Can we use the same function in both modes, with nowait clause and without?

gtbercea marked 2 inline comments as done.Jun 14 2019, 7:10 AM
gtbercea added inline comments.
lib/CodeGen/CGOpenMPRuntime.cpp
5122 ↗(On Diff #204320)

For nowait we need to use the target_task_alloc variant. There are runtimes - other than the open source one - for which this function does something different.

gtbercea marked an inline comment as done.Jun 14 2019, 7:11 AM
gtbercea updated this revision to Diff 204763.Jun 14 2019, 7:13 AM
  • Fix function name.
gtbercea marked an inline comment as done.Jun 14 2019, 7:13 AM
ABataev added inline comments.Jun 14 2019, 7:29 AM
lib/CodeGen/CGOpenMPRuntime.cpp
5122 ↗(On Diff #204320)

Trunk relies only to libomptarget interfaces. Why we should take into account some other runtime libraries? Plus, what's so different for async and non-async versions of the directive?

gtbercea marked an inline comment as done.Jun 14 2019, 7:36 AM
gtbercea added inline comments.
lib/CodeGen/CGOpenMPRuntime.cpp
5122 ↗(On Diff #204320)

Async is not yet fully supported in the OpenMP open source runtime but at some point it will be. This is the first step towards its support. I'm not sure what your objection is. The difference is clear. Device ID must be passed on the async version of this call.

ABataev added inline comments.Jun 14 2019, 7:45 AM
lib/CodeGen/CGOpenMPRuntime.cpp
5122 ↗(On Diff #204320)

The difference is not obvious. Why we can't use the same function for sync directives? The fact the it has DeviceId parameter is not an argument here. What's so special from functional point of view?
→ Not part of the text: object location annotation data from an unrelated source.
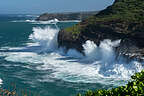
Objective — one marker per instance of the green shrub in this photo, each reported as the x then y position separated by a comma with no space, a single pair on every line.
133,88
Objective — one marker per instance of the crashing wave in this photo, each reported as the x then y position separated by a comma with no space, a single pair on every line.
97,66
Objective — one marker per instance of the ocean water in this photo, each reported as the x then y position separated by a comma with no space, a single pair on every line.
31,60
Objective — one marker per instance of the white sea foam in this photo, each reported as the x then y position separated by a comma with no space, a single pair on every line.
53,21
97,66
47,38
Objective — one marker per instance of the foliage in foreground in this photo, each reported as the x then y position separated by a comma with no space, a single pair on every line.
133,88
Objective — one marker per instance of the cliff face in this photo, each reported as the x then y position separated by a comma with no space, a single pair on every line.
66,16
123,20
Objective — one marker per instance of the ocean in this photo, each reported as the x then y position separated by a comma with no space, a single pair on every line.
31,60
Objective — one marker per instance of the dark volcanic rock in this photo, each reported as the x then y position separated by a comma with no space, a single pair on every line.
66,16
123,20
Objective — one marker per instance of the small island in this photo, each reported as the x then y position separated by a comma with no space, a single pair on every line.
66,16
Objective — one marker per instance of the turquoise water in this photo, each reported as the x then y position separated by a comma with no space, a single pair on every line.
51,72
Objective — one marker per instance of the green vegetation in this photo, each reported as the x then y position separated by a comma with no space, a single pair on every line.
124,12
133,88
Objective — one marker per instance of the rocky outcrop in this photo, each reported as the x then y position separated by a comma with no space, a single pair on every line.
123,20
66,16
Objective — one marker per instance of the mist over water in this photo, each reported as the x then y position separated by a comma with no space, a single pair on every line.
99,65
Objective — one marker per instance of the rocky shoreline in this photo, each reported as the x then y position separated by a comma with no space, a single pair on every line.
66,16
123,20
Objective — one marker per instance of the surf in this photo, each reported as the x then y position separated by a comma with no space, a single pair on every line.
97,66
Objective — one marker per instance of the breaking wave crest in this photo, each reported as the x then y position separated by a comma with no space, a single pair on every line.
97,66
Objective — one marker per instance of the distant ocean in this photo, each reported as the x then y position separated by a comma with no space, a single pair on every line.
30,59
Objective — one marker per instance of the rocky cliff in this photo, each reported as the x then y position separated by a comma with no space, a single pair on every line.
66,16
123,20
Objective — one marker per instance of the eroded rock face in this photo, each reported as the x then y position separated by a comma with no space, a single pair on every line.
123,20
66,16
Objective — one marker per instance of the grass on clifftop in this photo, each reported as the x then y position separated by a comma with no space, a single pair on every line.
133,88
121,10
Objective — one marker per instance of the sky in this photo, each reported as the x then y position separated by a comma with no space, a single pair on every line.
51,6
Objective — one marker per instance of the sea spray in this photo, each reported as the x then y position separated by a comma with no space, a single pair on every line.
97,66
46,38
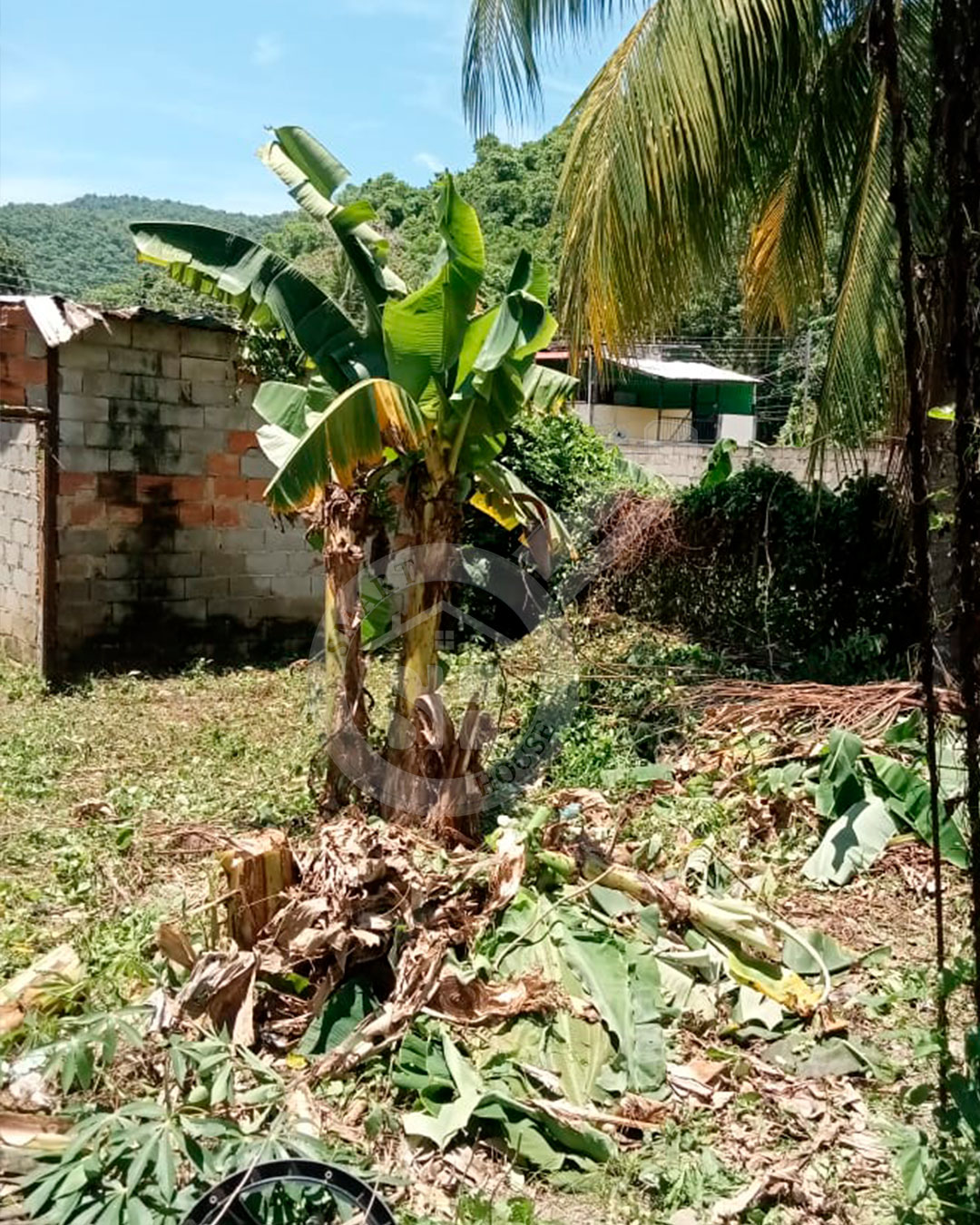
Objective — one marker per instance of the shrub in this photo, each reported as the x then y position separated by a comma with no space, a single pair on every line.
805,581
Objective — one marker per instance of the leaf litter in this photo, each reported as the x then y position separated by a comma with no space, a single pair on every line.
549,1000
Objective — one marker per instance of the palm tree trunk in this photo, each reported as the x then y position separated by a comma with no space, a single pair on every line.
885,41
958,60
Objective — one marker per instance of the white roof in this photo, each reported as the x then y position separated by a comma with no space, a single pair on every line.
683,371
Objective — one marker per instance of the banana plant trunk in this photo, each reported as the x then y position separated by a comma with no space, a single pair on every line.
345,521
438,762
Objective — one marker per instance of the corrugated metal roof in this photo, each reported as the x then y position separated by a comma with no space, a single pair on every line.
683,371
60,318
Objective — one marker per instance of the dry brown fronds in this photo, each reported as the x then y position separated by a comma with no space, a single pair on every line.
867,710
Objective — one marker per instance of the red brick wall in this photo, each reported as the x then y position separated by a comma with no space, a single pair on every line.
24,364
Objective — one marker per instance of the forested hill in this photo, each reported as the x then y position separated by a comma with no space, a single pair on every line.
83,244
83,248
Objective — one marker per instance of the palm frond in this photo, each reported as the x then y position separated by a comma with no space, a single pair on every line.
504,42
786,263
864,361
665,156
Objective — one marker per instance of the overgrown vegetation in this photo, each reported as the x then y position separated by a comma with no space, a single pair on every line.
139,821
800,581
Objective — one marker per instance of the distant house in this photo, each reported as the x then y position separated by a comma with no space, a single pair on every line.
650,399
132,524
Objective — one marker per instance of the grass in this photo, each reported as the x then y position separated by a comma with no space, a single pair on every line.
115,794
107,788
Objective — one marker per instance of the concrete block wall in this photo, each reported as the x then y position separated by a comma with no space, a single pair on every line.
683,463
164,544
24,385
20,541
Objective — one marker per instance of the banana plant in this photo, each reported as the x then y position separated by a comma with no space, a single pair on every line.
414,405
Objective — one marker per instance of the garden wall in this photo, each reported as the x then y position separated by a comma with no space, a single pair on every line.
683,463
164,544
137,533
20,539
gtbercea marked an inline comment as done.Jun 14 2019, 7:48 AM
gtbercea added inline comments.
lib/CodeGen/CGOpenMPRuntime.cpp
5122 ↗(On Diff #204320)

When you have multiple device on the same system you have to be able to distinguish between then and manage dependencies across these different devices. Knowing the device is a crucial first step in handling these inter-device dependencies.
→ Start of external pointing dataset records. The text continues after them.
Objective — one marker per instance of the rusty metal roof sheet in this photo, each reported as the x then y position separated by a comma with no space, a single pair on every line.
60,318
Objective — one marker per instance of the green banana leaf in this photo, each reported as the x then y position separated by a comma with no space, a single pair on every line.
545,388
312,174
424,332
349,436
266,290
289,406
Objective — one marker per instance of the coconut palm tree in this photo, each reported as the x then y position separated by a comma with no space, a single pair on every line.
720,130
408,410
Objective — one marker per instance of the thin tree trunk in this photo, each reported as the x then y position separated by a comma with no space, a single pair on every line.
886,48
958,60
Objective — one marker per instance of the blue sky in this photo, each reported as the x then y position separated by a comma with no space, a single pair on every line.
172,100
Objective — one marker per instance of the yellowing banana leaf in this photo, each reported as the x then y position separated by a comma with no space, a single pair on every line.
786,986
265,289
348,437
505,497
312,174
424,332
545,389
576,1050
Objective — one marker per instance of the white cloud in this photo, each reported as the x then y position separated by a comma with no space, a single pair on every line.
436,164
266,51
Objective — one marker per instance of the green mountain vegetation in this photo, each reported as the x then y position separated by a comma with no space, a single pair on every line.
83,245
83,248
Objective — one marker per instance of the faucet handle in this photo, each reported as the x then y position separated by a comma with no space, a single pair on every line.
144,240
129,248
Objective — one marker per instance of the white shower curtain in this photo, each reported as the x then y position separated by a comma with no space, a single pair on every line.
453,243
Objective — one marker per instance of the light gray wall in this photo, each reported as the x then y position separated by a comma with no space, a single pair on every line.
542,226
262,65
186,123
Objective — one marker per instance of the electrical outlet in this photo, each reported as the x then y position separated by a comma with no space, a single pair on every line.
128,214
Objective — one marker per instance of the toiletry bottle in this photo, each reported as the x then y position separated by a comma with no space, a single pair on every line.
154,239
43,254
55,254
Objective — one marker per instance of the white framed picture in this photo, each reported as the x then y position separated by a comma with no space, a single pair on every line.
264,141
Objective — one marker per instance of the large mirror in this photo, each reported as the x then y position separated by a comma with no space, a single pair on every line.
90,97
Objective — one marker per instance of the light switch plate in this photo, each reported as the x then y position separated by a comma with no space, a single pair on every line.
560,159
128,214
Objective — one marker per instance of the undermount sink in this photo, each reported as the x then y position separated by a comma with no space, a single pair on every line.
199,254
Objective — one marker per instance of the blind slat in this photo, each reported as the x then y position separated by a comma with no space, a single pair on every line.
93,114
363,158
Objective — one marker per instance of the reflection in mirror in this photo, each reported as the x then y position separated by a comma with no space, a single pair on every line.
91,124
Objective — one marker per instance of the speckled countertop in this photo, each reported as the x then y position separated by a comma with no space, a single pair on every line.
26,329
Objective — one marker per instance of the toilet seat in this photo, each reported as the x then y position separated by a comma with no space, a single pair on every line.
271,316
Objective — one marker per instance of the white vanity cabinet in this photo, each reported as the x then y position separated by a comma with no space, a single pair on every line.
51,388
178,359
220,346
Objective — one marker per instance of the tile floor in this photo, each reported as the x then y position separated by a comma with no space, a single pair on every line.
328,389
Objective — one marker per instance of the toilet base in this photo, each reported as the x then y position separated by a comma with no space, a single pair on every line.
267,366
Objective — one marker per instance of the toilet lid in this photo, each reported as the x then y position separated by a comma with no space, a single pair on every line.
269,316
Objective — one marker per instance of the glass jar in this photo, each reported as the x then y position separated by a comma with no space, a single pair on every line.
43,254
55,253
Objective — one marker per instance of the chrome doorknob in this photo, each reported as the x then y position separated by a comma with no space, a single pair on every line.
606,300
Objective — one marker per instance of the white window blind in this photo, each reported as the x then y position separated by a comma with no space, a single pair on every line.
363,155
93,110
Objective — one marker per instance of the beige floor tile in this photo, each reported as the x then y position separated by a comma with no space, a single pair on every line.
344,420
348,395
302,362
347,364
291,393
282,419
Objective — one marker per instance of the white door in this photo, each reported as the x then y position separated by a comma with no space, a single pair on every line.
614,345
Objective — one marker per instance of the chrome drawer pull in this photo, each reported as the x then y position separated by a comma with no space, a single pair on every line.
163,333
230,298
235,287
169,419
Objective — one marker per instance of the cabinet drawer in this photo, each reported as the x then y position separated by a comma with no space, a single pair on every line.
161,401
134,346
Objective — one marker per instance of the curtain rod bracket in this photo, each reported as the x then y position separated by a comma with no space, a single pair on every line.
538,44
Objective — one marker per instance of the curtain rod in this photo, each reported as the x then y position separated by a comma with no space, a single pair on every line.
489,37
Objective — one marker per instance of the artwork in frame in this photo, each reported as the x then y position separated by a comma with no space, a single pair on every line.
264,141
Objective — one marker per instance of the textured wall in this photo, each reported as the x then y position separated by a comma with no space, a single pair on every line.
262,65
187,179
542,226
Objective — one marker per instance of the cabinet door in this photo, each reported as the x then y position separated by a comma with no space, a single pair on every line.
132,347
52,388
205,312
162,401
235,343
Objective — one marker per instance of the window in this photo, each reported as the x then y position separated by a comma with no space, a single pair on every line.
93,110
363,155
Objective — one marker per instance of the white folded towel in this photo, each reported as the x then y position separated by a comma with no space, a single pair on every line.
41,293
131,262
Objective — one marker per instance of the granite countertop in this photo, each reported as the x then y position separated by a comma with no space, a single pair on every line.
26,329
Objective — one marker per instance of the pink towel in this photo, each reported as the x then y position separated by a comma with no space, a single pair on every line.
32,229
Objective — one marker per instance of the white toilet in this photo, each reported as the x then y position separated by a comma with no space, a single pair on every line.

ABataev added inline comments.Jun 14 2019, 8:06 AM
lib/CodeGen/CGOpenMPRuntime.cpp
5122 ↗(On Diff #204320)

Ok, this is why we need it for async version. But why we can't use for sync version?
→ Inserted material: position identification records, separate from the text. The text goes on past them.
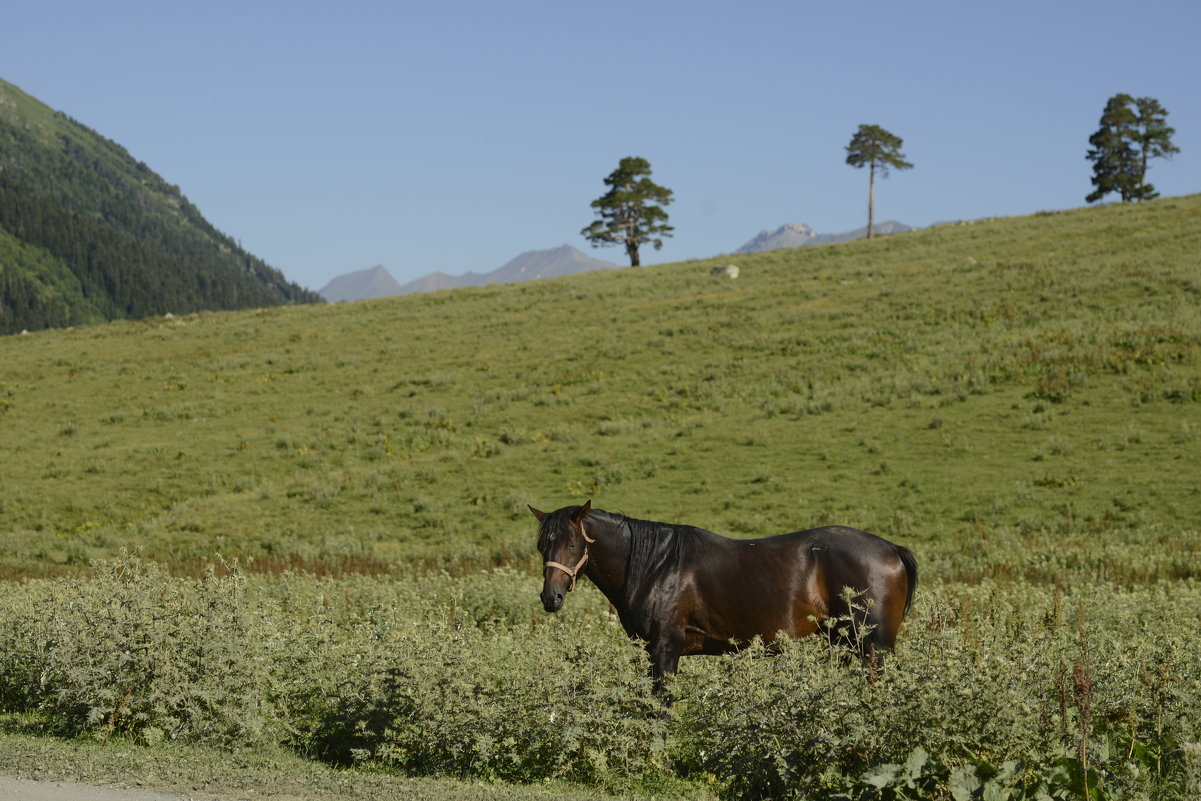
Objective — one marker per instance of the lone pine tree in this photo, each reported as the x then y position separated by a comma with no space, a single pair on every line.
631,211
878,149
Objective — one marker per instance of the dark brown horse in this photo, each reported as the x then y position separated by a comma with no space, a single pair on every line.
686,590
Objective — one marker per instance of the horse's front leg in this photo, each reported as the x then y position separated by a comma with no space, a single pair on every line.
664,659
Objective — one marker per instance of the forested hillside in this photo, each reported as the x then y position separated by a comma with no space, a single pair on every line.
89,234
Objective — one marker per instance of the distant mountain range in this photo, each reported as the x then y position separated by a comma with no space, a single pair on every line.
377,282
796,234
88,233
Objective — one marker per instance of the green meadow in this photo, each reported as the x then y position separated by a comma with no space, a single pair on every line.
330,500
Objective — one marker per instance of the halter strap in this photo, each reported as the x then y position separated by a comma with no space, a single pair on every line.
574,571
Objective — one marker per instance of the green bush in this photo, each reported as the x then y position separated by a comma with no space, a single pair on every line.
999,689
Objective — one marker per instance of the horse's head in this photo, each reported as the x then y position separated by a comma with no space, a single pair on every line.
563,544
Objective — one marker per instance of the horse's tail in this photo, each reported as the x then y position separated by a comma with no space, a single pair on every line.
910,568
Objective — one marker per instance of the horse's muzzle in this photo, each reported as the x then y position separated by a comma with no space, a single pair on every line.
551,599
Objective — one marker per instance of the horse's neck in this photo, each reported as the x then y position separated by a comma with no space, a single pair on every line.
608,556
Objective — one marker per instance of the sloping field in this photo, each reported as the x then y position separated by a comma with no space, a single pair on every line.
1004,378
1016,400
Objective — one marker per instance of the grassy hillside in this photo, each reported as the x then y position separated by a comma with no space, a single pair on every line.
1016,400
88,233
1009,380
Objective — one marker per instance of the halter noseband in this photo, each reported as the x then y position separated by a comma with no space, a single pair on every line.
574,571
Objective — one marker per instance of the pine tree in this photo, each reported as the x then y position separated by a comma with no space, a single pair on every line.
1154,139
1131,131
631,211
874,148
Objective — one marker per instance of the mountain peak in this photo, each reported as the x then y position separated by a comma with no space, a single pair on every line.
362,285
798,234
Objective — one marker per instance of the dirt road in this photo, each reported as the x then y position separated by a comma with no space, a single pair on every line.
21,789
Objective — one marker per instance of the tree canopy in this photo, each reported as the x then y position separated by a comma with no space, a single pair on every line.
1131,131
631,213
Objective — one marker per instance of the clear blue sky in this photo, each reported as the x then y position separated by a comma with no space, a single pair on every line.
452,136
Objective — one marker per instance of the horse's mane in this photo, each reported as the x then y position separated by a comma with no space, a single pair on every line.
653,544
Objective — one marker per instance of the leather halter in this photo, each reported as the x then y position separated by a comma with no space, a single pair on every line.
579,566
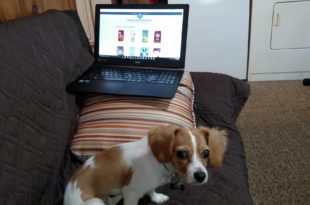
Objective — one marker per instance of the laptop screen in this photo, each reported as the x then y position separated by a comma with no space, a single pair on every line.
143,35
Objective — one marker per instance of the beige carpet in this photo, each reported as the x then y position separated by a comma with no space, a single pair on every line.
275,127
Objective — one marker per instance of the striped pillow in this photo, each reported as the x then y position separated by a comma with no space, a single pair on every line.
107,120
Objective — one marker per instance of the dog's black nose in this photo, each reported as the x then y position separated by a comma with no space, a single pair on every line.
200,176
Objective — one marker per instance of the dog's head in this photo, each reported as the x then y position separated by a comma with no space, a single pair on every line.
189,151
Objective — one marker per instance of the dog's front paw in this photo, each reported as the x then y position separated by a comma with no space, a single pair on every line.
158,198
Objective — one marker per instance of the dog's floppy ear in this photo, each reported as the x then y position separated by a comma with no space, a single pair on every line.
161,140
217,142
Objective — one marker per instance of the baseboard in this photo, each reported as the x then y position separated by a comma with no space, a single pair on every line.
278,76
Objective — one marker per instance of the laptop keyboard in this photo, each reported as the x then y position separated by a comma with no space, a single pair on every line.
133,75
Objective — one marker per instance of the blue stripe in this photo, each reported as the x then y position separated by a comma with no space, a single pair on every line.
143,13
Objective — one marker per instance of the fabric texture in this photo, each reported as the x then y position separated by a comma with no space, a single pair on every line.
39,56
106,120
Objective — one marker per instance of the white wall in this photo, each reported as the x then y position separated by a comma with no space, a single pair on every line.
217,36
269,60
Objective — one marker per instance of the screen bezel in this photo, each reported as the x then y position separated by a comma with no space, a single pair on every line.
159,62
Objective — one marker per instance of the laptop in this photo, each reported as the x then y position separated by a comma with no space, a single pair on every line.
139,50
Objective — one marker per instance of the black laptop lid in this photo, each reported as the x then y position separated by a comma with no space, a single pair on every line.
150,35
gtbercea marked an inline comment as done.Jun 14 2019, 8:50 AM
gtbercea added inline comments.
lib/CodeGen/CGOpenMPRuntime.cpp
5122 ↗(On Diff #204320)

Based on how the runtime is currently structured, nowait functions are separate from the synchronous ones. See target vs. target_nowait functions and there are many examples like that. The async support is always kept separate from the synchronous support at least in terms of entry points in the runtime.

lib/CodeGen/CGOpenMPRuntime.cpp
5122 ↗(On Diff #204320)

Right now, target_task indicates two things: 1) there are depenences to offload and 2) it's a nowait constructs. If we use target_task_alloc for both situations, we need to distinguish these two cases using flags, because the handling iseventually different.
If we want to explore this avenue, then we have to look into using the proxy flag is set to indicates nowait. It may have implications for the tasks on the KMP side, so this might be more risky.
This is why I suggest at the present time that we only generate target task for the limited "target task depend nowait"

gtbercea marked an inline comment as done.Jun 14 2019, 12:12 PM
gtbercea added inline comments.
lib/CodeGen/CGOpenMPRuntime.cpp
5122 ↗(On Diff #204320)

Thanks a lot for the comment @AlexEichenberger

ABataev accepted this revision.Jun 14 2019, 12:51 PM
This revision was automatically updated to reflect the committed changes.
Herald added a project: Restricted Project. · View Herald TranscriptJun 14 2019, 1:16 PM

Am I correct that the second to last revision ("- Fix tests.") removed all checks for the actual device_id argument from the tests? From my point of view that's not fixing but weakening the tests! Can you explain why they needed "fixing"?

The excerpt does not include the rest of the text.